________________ CM . . . . Volume XVIII Number 15 . . . . December 9, 2011


Where Wild Horses Run.

Georgia Graham.
Markham, ON: Red Deer Press/Fitzhenry & Whiteside, 2011.
32 pp., hardcover, $18.95.
ISBN 978-0-88995-448-9.

Subject Heading:
Horse-Juvenile fiction.

Grades 1-3 / Ages 6-8.

Review by Gregory Bryan.

***½ /4



Every day the horses wander the meadows, grazing. Then Brown Foal spots movement in the forest. Has Gray Colt returned? Brown Foal prances excitedly. The mares stop grazing. Gold Stallion’s ears stand tall. Suddenly, several unknown mares and a foal appear out of the trees.

Brown Foal whinnies an alert, and Gold Stallion turns around as an enormous roan stallion thunders forward, powerful muscles rippling, his coat shining like the rising sun.

Where Wild Horses Run is an impressive new picture book by Red Deer Press. The book is about the wild horses of the Nemaiah Valley in British Columbia. The descriptive text and lavish illustrations follow one small band of wild horses. Much of the book focuses on the competition for life that is a never-ending aspect of wilderness settings. While searching for food, the horses face threats from a grizzly bear and, later, a cougar. Even among the horses there is life and death conflict.

      Where Wild Horses Run was written and illustrated by Georgia Graham who visited the Nemaiah Valley to observe wild horses. Her visit was obviously an inspiring one for she has created an impressive, occasionally poignant book.

     Graham’s text is strong. She does a good job of showing, rather than telling. She shows the nervous anxiety of the horses through describing them as doing such things as prancing, snorting, whinnying, and stomping as they travel through grizzly bear country where there are “immense gashes” high on the trunks of trees and the bears’ scent “lingers on the tree bark.”

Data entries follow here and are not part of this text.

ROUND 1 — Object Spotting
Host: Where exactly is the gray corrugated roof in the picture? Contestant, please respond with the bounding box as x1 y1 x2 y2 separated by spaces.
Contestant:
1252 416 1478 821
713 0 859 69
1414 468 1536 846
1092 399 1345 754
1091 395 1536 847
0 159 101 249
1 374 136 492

     Graham is careful to avoid anthropomorphism. One of the ways that she does this is by merely identifying the horses, rather than giving them names beyond their appearance or role within their herd. Brown Foal is the central “character,” while Gold Stallion, Roan Stallion, Gray Colt, Lead Mare, and Old Gray Stallion also play important roles.

     Despite the large illustrations—with many of them expanding across the double page spread—the black text appears always on a white-space background. This facilitates ease of reading and increases the suitability of the book to its young target audience.

internal art      In most of the illustrations, the horses are facing and moving across the page from left to right. This depiction, of course, parallels the left to right movement of the text. This compatibility of text and artwork moves the book forward in a manner consistent with the notion of wild horses running free. I also enjoyed the word choices Graham employed to depict movement. She writes of the horses bolting, bursting onto a meadow, and “swerving trees and leaping boulders.” She describes the grizzly bear lumbering and, elsewhere, the cougar springs. The rushing river has a “roaring fury.” Everything suggests movement and activity.

     The primary illustrations are augmented by decorative additions, including small pictures of a bluebird, deer, eagles, and a beaver. Their absence would not be noticed, but their presence adds to the visual appeal of the book and also reflects the abundance of life in the wilderness.

     Graham’s subtle colour palette reflects the slowly awakening spring. The mountains are not yet ablaze with colour. The sombre skies, dull grasses, and sparse foliage also suggest the on-going struggle for life in the wild.

     Unfortunately, I doubt the plausibility of the ending of the book. It is a nice, neat ending but is an unnecessary “feel good” addition that detracts from Graham’s work. I suspect that it is considerably more likely that, if the life of a foal was endangered, it would be the foal’s mother that would provide protection, rather than a colt that disappeared after it was driven from the herd.

     I am confident that this book will appeal to many horse-loving girls. Additionally, however, the story contains enough conflict and drama that it will also appeal to many boys. Parents will enjoy the quality of the artwork and the vivid text and will happily return to this book for repeated readings.

Highly Recommended.

Gregory Bryan is a professor of literacy education and children’s literature in the Faculty of Education at the University of Manitoba.